A phase 3 trial of avalglucosidase alfa (Nexviazyme) in treatment-naïve infants with infantile-onset Pompe disease met its primary and all secondary endpoints. The Baby-COMET study showed improved ventilator-free survival, cardiac, and motor outcomes over 52 weeks with a favorable safety profile. Sanofi plans to submit for a US label expansion in the second half of 2026.

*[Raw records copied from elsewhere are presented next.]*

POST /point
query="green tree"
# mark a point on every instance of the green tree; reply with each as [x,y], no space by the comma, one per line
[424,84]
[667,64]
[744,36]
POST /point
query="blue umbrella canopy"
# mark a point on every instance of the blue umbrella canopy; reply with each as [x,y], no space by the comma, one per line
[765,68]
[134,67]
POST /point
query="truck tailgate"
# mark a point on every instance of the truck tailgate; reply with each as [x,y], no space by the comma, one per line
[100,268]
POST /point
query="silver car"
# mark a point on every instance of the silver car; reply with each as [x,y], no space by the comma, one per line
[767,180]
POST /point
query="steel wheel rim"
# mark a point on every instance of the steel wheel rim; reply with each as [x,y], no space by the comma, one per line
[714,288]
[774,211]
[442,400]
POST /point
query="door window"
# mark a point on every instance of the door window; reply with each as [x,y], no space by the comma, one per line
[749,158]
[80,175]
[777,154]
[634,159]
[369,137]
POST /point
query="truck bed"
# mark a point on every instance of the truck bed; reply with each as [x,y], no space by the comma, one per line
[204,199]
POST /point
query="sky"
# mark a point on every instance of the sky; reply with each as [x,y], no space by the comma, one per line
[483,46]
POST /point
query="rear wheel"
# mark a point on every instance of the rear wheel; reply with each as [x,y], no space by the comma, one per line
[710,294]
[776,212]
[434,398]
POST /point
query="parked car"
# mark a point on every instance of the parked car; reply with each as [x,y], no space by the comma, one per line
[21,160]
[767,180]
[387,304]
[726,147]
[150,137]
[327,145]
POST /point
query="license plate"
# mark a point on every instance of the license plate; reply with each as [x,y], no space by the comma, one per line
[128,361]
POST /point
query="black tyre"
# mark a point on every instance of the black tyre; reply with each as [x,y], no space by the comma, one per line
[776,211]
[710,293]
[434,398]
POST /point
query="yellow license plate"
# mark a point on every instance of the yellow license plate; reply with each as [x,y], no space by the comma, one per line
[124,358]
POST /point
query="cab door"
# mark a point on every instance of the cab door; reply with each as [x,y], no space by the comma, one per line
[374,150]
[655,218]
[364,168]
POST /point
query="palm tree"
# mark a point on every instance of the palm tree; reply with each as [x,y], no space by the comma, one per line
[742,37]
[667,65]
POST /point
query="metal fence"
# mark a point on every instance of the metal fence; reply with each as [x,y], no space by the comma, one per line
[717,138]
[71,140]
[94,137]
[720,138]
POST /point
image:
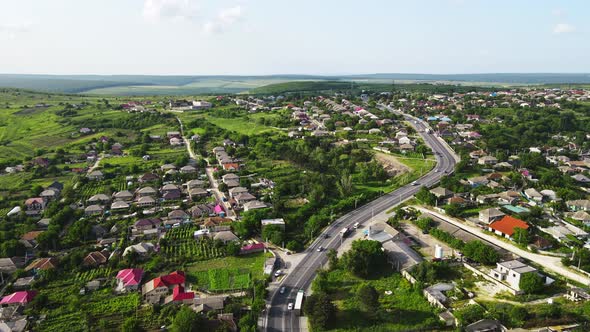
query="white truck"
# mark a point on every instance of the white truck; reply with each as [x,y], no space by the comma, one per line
[344,231]
[298,308]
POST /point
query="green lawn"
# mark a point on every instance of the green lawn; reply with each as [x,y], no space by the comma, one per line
[404,309]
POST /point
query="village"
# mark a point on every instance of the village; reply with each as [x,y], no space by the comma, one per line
[185,210]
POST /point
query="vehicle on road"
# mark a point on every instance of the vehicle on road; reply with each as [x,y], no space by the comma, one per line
[344,231]
[299,302]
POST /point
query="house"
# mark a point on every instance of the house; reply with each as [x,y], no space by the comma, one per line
[230,177]
[10,265]
[34,206]
[99,199]
[533,194]
[477,181]
[146,201]
[487,216]
[129,280]
[486,325]
[195,184]
[252,248]
[142,249]
[146,191]
[147,223]
[441,193]
[96,258]
[578,205]
[95,176]
[512,271]
[124,195]
[582,216]
[29,239]
[188,169]
[155,289]
[119,205]
[280,222]
[42,264]
[487,161]
[49,194]
[253,205]
[581,178]
[93,210]
[506,226]
[148,177]
[179,216]
[225,236]
[20,298]
[198,192]
[170,192]
[233,192]
[23,283]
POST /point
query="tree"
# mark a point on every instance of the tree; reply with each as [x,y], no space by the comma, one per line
[365,258]
[130,325]
[233,248]
[368,297]
[186,320]
[320,310]
[530,283]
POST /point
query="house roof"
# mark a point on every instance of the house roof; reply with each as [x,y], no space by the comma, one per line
[22,297]
[31,235]
[130,277]
[507,224]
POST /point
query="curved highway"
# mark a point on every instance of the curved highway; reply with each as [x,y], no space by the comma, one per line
[278,317]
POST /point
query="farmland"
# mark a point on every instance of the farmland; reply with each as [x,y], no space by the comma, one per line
[229,273]
[181,246]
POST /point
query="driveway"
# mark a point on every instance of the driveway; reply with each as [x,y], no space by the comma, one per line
[548,262]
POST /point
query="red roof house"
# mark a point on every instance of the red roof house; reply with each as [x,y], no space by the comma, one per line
[155,289]
[506,226]
[129,279]
[18,298]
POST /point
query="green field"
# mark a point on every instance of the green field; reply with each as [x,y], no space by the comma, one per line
[227,273]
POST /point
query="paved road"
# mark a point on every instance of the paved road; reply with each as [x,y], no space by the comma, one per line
[278,318]
[548,262]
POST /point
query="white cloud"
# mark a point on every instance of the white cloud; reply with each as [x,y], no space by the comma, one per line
[563,28]
[11,31]
[225,18]
[156,10]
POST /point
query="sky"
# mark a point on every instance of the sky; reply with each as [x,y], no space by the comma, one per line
[321,37]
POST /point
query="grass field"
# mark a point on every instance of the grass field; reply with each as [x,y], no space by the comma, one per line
[227,273]
[404,309]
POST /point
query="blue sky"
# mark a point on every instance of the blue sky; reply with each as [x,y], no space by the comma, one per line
[200,37]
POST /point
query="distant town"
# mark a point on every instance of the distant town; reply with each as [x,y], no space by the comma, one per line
[397,207]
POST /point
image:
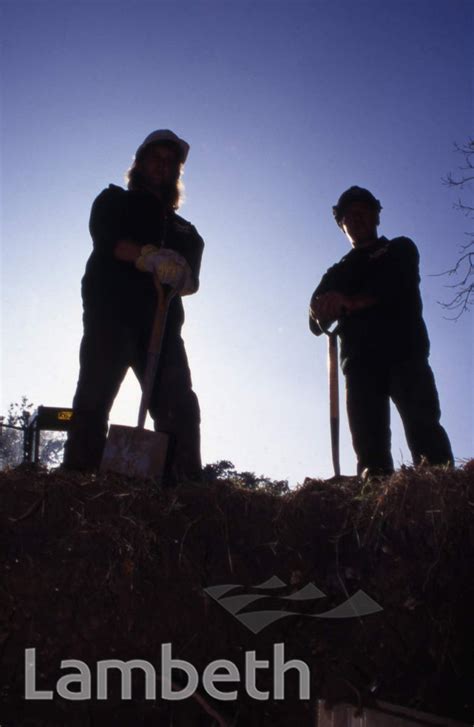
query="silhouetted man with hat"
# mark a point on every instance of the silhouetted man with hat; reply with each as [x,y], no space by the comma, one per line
[137,235]
[373,293]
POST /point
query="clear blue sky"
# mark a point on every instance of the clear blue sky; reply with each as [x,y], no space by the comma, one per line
[285,105]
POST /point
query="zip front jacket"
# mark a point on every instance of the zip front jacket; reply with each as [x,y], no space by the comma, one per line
[392,329]
[112,287]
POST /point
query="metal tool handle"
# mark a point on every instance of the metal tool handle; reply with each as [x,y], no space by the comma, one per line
[165,296]
[333,376]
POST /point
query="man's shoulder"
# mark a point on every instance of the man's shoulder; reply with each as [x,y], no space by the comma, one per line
[182,225]
[111,194]
[181,221]
[400,246]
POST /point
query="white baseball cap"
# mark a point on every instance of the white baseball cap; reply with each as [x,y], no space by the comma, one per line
[163,135]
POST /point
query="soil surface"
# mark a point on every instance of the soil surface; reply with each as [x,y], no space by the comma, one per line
[370,586]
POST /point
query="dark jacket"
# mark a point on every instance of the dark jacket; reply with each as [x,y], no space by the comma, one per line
[393,329]
[111,287]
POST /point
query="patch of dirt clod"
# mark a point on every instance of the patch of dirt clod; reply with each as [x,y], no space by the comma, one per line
[101,567]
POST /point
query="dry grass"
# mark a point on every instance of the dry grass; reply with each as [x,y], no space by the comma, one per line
[101,567]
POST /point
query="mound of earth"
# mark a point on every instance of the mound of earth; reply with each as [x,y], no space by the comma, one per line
[364,591]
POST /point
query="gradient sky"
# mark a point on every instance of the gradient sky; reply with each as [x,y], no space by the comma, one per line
[285,105]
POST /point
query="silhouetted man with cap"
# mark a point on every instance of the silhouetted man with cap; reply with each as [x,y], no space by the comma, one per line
[373,293]
[137,236]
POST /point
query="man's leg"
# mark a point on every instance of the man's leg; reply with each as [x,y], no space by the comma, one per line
[174,408]
[413,390]
[368,410]
[103,357]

Sanofi's avalglucosidase alfa (Nexviazyme) has cleared every hurdle in the phase 3 Baby-COMET trial, meeting its primary and all prespecified secondary endpoints in treatment-naïve infants with infantile-onset Pompe disease (IOPD). The single-arm, open-label study enrolled 17 infants aged 12 months or younger, who received IV infusions every two weeks over 52 weeks. The results are set to be presented at the 2026 International Congress on Neuromuscular Diseases and will underpin a planned US regulatory submission for a label expansion — currently approved only for patients 1 year and older — expected in the second half of 2026.

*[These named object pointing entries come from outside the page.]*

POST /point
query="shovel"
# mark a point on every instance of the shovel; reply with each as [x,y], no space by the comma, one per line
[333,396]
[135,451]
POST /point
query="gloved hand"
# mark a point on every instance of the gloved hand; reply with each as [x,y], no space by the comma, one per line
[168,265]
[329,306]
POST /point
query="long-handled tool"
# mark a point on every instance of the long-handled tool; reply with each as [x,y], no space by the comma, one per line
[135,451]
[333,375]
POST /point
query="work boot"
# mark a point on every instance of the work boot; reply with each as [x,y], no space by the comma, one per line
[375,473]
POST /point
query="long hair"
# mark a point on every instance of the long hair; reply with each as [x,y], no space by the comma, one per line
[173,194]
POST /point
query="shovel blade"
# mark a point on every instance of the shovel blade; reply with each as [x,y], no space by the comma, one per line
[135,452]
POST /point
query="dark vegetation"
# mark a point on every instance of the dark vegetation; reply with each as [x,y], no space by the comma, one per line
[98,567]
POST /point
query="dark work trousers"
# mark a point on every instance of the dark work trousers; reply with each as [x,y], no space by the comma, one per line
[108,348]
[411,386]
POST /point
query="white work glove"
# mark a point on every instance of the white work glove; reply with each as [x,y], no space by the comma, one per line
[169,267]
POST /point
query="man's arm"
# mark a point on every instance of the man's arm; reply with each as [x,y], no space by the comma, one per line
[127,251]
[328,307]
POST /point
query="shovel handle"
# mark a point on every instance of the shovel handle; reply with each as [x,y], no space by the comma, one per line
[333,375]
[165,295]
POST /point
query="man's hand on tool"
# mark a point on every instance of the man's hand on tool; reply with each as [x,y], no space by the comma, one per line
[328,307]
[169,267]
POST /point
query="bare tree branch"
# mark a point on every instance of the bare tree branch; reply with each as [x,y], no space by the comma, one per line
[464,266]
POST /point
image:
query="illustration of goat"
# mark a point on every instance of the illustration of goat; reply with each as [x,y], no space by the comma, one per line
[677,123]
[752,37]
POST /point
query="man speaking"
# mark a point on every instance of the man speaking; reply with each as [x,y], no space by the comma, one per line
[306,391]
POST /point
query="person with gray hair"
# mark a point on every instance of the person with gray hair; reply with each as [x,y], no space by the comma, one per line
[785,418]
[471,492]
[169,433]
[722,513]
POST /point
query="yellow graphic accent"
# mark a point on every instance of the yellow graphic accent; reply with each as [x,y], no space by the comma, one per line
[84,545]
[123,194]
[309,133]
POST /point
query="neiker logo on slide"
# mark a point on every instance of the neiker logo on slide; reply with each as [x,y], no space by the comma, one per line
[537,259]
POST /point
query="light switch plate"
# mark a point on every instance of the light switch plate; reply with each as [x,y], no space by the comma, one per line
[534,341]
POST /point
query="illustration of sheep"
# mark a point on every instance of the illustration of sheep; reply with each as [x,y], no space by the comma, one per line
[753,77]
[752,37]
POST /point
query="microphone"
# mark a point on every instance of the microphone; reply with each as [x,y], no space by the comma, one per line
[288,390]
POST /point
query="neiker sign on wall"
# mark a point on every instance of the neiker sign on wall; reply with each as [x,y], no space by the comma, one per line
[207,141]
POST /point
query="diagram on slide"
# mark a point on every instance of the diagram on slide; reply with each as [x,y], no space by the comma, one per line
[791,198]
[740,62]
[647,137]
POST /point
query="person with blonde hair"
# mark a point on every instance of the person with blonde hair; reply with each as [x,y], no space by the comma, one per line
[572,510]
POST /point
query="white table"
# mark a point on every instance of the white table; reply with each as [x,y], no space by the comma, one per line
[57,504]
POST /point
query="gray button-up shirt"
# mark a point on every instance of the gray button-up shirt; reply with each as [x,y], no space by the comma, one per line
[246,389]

IOPD is the most severe form of Pompe disease, a rare genetic lysosomal storage disorder. Without treatment, affected infants typically die within the first year of life from cardiorespiratory failure. Avalglucosidase alfa is engineered with approximately 15-fold greater mannose-6-phosphate content than the older standard-of-care enzyme, alglucosidase alfa, enabling more efficient glycogen clearance in target tissues.
Key Takeaways:
Why it matters: IOPD leaves families with very few options in the earliest, most critical months of life. These results could bring a more effective enzyme replacement therapy to the youngest and most vulnerable patients, potentially reshaping early intervention standards for this devastating disease.